But Nato’s greatest priority has reverted to its original one: Russia. In an increasingly dangerous world, few places suddenly seem more dangerous than the alliance’s eastern backyard. Vladimir Putin’s regime casts an ominous shadow not just over Ukraine, but over the Baltic states of Estonia, Latvia and Lithuania, all Nato members to whose aid the alliance is treaty-bound to come in the event of foreign attack. At which point two questions arise. Would Nato have the will and capacity to meet that obligation? And where are we in all this?
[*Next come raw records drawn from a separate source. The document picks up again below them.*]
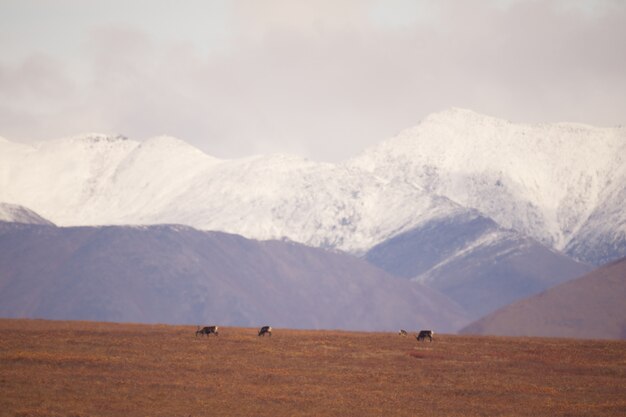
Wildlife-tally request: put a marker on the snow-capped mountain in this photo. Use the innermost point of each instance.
(177, 274)
(13, 213)
(562, 184)
(97, 180)
(475, 262)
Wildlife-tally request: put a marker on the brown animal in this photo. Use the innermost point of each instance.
(207, 330)
(425, 334)
(265, 329)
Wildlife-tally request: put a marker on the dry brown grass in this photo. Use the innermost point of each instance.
(76, 369)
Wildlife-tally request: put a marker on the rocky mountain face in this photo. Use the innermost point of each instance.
(480, 209)
(475, 262)
(176, 274)
(559, 184)
(589, 307)
(13, 213)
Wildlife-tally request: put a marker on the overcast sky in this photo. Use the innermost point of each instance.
(322, 79)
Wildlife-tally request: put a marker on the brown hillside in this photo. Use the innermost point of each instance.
(95, 369)
(593, 306)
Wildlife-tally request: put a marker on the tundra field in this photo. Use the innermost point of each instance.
(71, 369)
Britain may be a middling power in a world whose economic balance is shifting from Europe to Asia. But in Nato it is nonetheless pivotal. The alliance may be American-led and American-dominated, but Britain remains a vital anchor. Not only are we a fellow nuclear power. We have been the staunchest and closest military ally of the US, in terms of intelligence sharing, battlefield operations and interoperable hardware.
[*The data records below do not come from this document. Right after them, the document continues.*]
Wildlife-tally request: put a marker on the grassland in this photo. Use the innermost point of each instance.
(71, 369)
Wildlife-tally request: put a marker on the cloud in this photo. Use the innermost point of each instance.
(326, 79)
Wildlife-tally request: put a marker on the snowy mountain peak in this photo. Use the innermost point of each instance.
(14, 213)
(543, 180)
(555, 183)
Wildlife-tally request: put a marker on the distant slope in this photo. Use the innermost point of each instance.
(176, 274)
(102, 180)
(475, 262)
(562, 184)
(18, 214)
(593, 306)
That role, however, now seems at risk. Already UK defence spending has slipped perilously close to the 2 per cent share of GDP to which Nato members are committed, and forecasts suggest it will fall to just 1.7 per cent by 2020. And the country has an election on its mind, dominated by economic and constitutional issues and Britain’s relationship with Europe. Defence spending is rarely a vote winner, less so than ever perhaps in an atmosphere still poisoned by memories of the Iraq war, which in turn led the Commons to vote in 2013 against British air strikes in Syria to overthrow Bashar al-Assad. Yet polls suggest that voters are increasingly concerned about the decline of their country’s clout on the global stage.

That concern, however, pales beside the alarm felt in Washington. From President Obama down, US officials and military commanders have warned and pleaded with Britain not to cut our defences further. Yesterday, Samantha Power, Mr Obama’s ambassador to the United Nations, delivered a similar message in Brussels. The US fear is twofold – that further backsliding by Britain and other Nato members (all but three of whom have already fallen below the 2 per cent benchmark) will reduce the alliance to an embarrassing figleaf for American power, and prove that Europe now simply lacks the will to defend itself against a renewed challenge from Moscow.

To be sure, the Foreign Secretary, Philip Hammond, warned in London yesterday that Vladimir Putin’s Russia is potentially the “single greatest threat” to Britain’s security, and similar assurances of British resolve will be conveyed in Washington today by Michael Fallon, the Defence Secretary.

But words alone are not enough. For all the ringing language, Mr Hammond and the Chancellor, George Osborne, have refused to rule out future cuts in the defence budget, despite calls from both sides of the aisle in Westminster that military spending be ring-fenced.

Britain has been a country that for many years – thanks to our military prowess and willingness to use it (although not always advisedly) – has “punched above our weight in world affairs”, in the words of a former Foreign Secretary, Douglas Hurd. But, right now, it seems to have lost interest in punching at all – with consequences that could damage Nato and everything it stands for.